I believe Quwhees and Kaminari both have kits, but I can't seem to find either ATM  sorry it's early


----------



## krylonkoopaa (Sep 13, 2002)

hey i did some post on this subjects a while back do a search it has the dealer website


----------



## PrOxLaMuS© (Aug 11, 2002)

R33 WideBody Skyline Kit for a B13


----------



## sno (Oct 4, 2002)

i was just researching old threads and came accross this one. i have to say i LOVE this wide body kit.


----------



## xt_out (Jun 23, 2003)

phuck yeah!!! that is badical!!!


----------



## rkeith (Jan 12, 2003)

it looks good but something needs to be done to the doors... they look out of place.... the flares should somehow be incorporated into the doors....


----------



## 1CLNB14 (Apr 30, 2002)

rkeith said:


> *it looks good but something needs to be done to the doors... they look out of place.... the flares should somehow be incorporated into the doors.... *


Not all widebody kits incorperate the doors.

I like the "pinched" look myself.


----------



## sno (Oct 4, 2002)

1CLNB14 said:


> *I like the "pinched" look myself. *


me too. it'd look funny if the doors were wide body too. it'd look like it had a eating disorder or something...


----------



## rkeith (Jan 12, 2003)

im not say make the entire door widebody... i agree that would make it look bloated. Im just saying maybe at least run the fenderlines into a 1/4 or so of the door... just to make them look a part of the whole kit... 
Im probably to only one who feels this way... Im sure its the artist in me along with a good helping of obsessive compulsive...


----------



## toolapcfan (Jul 10, 2002)

I agree.
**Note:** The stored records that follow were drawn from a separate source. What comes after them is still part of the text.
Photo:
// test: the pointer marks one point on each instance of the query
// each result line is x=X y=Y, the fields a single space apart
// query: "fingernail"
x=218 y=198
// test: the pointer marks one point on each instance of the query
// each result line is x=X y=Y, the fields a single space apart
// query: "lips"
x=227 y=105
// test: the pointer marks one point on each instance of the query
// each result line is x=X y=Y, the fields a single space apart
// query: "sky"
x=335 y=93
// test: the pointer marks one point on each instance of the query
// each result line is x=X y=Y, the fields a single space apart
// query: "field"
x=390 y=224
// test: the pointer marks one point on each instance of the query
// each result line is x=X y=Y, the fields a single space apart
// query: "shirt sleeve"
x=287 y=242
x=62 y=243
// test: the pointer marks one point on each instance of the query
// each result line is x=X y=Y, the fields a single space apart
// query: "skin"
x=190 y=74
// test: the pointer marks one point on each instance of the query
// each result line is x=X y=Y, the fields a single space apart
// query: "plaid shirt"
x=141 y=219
That's what I've always hated about most B13 kits, they always neglect the doors. Which is funny because most kits for other manufacturers cars, include panels for the doors. Here's my half assed rendition of what it'd look like if the flares go through the doors with a puckup style chop on the back. Looks like a Nissan hardbody pickup.


----------



## PrOxLaMuS© (Aug 11, 2002)

then again.. the car looks funny.. because the door was completly shaved.... maybe with a stock door.. it may look better


----------



## rkeith (Jan 12, 2003)

yeah, that line thru the door is what im talking about... looks good....


----------



## se_nismo (Sep 17, 2002)

nice...


----------



## holy200sx (Jan 8, 2003)

lol, damn, that pic does look liek a truck.. too bad its a sentra with a photoshopped back.


----------



## PrOxLaMuS© (Aug 11, 2002)

> too bad its a sentra with a photoshopped back.


 we all know... we know


----------